Nice-to-Have (Future)

  • Memory context hit rate (when implemented)
  • Module reuse percentage (when more franchises added)
  • Prompt update frequency (measure maintenance improvement)

Risk Mitigation

Minimal Risks for v1.0

  1. Tool Compatibility: Already tested with DeepSeek R1 and Claude
  2. Backward Compatibility: Keep prompt-v5.txt as instant fallback
  3. Performance: Concatenating 6 files adds <100ms overhead
  4. Simplicity: All files in one path, no complex resolution logic
  5. No JSON parsing: Staff list is plain text in prompt file

Future Enhancement Path

v1.0 → v1.1 (Memory Addition)

When ready for memory (not blocking v1.0):

# Simple DynamoDB table: call-context-memory
PK: customer_phone_number
SK: telephonySessionId
Attributes: {last_outcome, follow_up_flag, customer_type}

# Two functions only:
get_context(phone)  returns last 3 interactions
save_context(phone, session_id, outcome)  stores new interaction

v1.0 → v1.5 (Batch Updates for Scaling - Better Approach)

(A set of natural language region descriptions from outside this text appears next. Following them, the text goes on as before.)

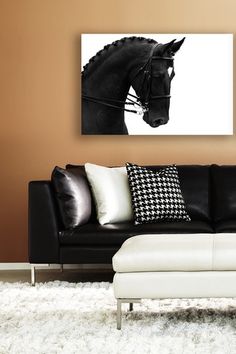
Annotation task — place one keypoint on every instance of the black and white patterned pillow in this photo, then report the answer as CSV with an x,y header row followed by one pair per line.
x,y
156,196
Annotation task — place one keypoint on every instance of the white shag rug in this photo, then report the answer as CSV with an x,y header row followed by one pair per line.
x,y
66,318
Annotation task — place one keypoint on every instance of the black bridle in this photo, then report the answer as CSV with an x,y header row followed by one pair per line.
x,y
142,102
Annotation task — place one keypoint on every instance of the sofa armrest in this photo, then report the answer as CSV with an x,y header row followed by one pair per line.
x,y
44,223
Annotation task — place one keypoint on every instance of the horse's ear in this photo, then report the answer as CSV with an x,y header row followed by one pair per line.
x,y
165,48
175,46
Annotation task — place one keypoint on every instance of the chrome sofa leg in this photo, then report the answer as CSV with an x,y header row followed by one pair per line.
x,y
118,314
33,271
32,274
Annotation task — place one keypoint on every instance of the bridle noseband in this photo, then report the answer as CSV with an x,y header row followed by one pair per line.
x,y
141,104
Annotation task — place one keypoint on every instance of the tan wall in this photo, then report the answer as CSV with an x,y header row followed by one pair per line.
x,y
39,61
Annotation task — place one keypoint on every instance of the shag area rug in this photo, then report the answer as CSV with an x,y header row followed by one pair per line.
x,y
62,317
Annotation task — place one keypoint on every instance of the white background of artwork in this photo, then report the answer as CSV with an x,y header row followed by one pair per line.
x,y
201,91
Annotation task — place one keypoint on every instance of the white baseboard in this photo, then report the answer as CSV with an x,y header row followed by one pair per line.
x,y
26,266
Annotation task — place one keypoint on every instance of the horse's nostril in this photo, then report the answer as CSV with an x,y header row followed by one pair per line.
x,y
158,122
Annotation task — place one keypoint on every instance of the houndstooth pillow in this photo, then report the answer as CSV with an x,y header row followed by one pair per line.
x,y
156,196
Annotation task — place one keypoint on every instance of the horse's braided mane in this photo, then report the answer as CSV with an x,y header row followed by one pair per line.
x,y
113,44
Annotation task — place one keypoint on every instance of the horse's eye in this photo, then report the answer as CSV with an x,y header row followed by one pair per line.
x,y
170,71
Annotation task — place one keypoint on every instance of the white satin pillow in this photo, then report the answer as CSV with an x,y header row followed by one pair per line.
x,y
111,192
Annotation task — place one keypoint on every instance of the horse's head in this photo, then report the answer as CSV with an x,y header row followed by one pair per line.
x,y
152,84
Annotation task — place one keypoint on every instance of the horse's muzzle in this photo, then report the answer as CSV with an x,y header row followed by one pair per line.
x,y
155,122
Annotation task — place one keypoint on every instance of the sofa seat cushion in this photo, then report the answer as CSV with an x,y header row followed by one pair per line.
x,y
226,226
199,252
116,234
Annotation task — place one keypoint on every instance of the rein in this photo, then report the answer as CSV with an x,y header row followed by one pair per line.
x,y
139,107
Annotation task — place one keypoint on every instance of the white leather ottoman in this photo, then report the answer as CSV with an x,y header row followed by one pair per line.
x,y
174,266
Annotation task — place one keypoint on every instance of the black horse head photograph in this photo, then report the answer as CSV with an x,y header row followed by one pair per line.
x,y
128,84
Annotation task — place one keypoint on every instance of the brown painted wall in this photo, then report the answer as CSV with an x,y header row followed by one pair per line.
x,y
39,61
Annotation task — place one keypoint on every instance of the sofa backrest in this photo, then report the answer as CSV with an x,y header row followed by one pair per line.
x,y
223,190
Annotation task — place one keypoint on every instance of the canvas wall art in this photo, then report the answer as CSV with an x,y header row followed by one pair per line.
x,y
157,84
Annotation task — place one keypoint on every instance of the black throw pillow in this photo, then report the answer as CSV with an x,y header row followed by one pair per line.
x,y
156,196
73,196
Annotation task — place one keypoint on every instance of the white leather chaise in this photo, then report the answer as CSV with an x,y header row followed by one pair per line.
x,y
174,266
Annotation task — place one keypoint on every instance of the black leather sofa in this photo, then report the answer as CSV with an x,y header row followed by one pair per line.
x,y
210,197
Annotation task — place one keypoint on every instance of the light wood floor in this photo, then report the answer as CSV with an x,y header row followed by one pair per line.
x,y
50,275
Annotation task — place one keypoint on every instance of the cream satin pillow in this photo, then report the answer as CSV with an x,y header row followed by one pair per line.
x,y
111,192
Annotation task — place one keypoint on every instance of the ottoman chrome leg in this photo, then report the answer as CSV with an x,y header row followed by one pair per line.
x,y
118,314
32,275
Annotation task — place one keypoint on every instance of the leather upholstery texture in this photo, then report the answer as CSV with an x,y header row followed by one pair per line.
x,y
223,192
210,197
158,285
116,234
151,253
73,196
44,223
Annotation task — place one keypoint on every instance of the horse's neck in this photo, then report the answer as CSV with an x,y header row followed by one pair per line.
x,y
110,77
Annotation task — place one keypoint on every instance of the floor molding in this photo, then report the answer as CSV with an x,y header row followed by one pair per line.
x,y
26,266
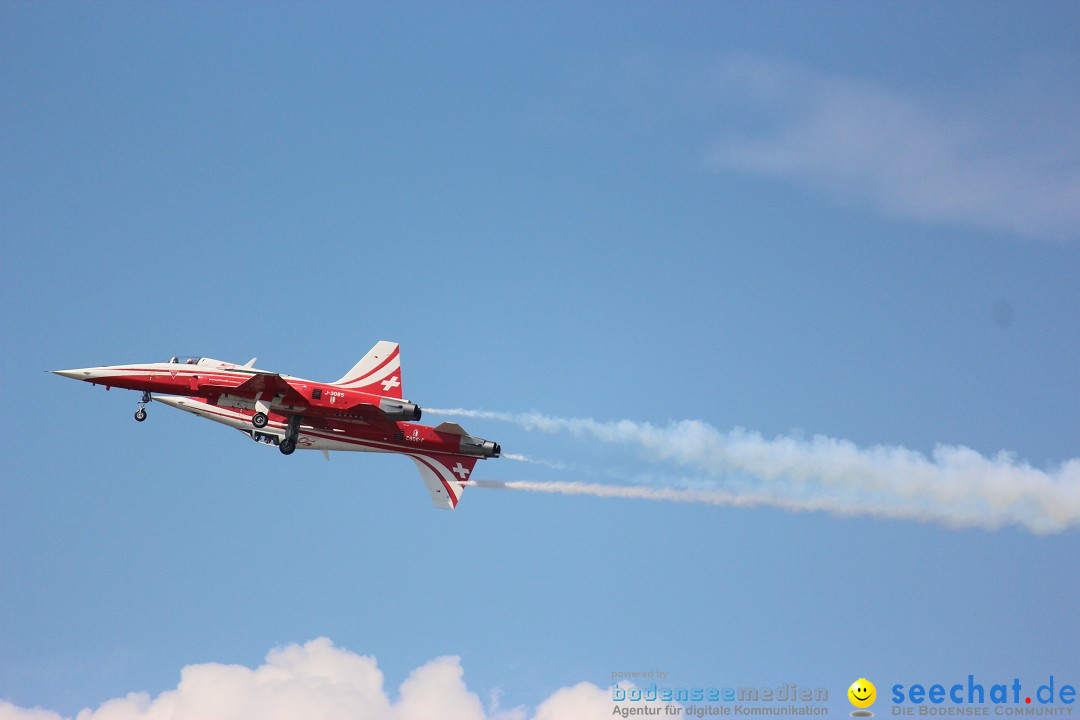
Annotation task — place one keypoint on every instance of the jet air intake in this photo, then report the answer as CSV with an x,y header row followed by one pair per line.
x,y
400,409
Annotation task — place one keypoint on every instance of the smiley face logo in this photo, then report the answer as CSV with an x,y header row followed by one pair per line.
x,y
862,693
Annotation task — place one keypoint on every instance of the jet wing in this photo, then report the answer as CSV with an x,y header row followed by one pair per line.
x,y
445,476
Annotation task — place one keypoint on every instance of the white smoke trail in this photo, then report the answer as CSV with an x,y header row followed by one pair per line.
x,y
955,486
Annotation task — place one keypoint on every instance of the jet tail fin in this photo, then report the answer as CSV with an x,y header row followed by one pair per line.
x,y
445,477
378,371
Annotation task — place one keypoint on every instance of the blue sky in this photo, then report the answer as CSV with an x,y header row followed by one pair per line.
x,y
854,220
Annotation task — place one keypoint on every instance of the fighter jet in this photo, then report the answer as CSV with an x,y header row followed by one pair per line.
x,y
363,411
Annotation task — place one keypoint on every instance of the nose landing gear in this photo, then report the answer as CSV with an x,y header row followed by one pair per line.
x,y
287,444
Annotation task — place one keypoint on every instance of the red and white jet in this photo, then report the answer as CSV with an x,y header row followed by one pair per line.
x,y
363,411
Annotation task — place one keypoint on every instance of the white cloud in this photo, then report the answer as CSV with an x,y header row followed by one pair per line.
x,y
320,681
989,163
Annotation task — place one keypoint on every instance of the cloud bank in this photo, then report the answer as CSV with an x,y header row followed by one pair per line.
x,y
319,681
956,486
1010,164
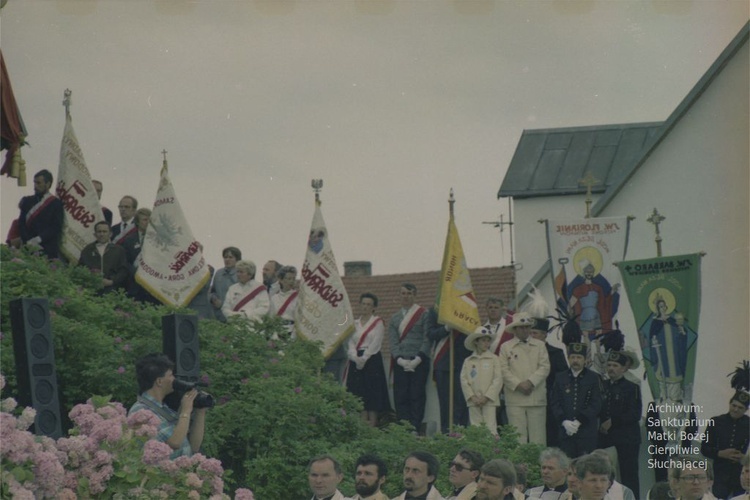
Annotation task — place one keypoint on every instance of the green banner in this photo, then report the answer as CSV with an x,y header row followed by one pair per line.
x,y
665,294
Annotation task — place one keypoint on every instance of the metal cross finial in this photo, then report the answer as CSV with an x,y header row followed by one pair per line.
x,y
588,181
66,101
317,185
656,218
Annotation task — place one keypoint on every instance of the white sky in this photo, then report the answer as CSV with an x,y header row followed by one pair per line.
x,y
391,102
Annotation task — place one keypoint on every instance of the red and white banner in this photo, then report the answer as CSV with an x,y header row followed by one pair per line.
x,y
323,312
171,266
77,193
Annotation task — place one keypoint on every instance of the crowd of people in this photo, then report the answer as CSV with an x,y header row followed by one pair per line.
x,y
504,373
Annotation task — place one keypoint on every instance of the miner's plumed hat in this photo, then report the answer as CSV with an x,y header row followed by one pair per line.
x,y
577,348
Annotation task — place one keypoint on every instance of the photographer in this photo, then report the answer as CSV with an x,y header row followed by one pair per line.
x,y
183,430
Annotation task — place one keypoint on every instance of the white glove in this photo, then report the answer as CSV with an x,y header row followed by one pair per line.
x,y
570,427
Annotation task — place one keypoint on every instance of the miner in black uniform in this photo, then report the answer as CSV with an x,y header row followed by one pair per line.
x,y
620,418
726,442
576,403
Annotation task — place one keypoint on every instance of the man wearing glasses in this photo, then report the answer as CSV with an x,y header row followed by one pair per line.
x,y
463,475
692,479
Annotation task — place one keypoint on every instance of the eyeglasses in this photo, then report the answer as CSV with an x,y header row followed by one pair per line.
x,y
694,479
459,467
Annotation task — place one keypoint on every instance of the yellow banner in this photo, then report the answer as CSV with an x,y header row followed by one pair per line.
x,y
456,304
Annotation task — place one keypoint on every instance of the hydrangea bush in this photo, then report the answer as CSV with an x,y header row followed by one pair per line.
x,y
275,408
107,455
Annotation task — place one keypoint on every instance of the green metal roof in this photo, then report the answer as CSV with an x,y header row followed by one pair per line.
x,y
553,161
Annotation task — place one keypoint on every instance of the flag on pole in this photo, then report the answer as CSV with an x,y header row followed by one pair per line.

Keep all files at site level for isolation, use Lambda for batch updates:

# All files stay at site level for testing isolation
s3://bucket/orange-theory/{siteId}/prompts/v6/
├── 01-franchise-core.txt    # Updated via batch Lambda
├── 02-knowledge.txt         # Updated via batch Lambda
├── 03-coaching.txt          # Updated via batch Lambda
├── 04-staff-list.txt        # Site-specific manual
├── 05-studio-output.txt     # Site-specific manual
└── 06-custom-requirements.txt # Site-specific manual

# Batch update tool for franchise-wide changes
def update_all_sites(franchise, updates):
    # Test on one site first
    test_on_pilot_site()
    validate_results()

    # Gradual rollout with monitoring
    for batch in site_batches:
        update_batch()
        monitor_for_errors()
        if errors:
            rollback()

# Benefits:
# - Test changes safely on one site
# - Damage control if something breaks
# - No complex dual-path loading logic
# - Simple rollback to previous version

v1.5 → v2.0 (Multi-Industry Support)

Leveraging existing client-configurations DynamoDB table:

# Existing table already has everything needed!
client-configurations:
  - client_id: "orange-theory-5736520"   "wellsfargo-nyc-001"
  - franchise: "orange-theory"           "wellsfargo"
  - config_versions: {prompt: "v6"}      {prompt: "banking-v1"}
  - industry: "fitness"                  "banking" (NEW FIELD)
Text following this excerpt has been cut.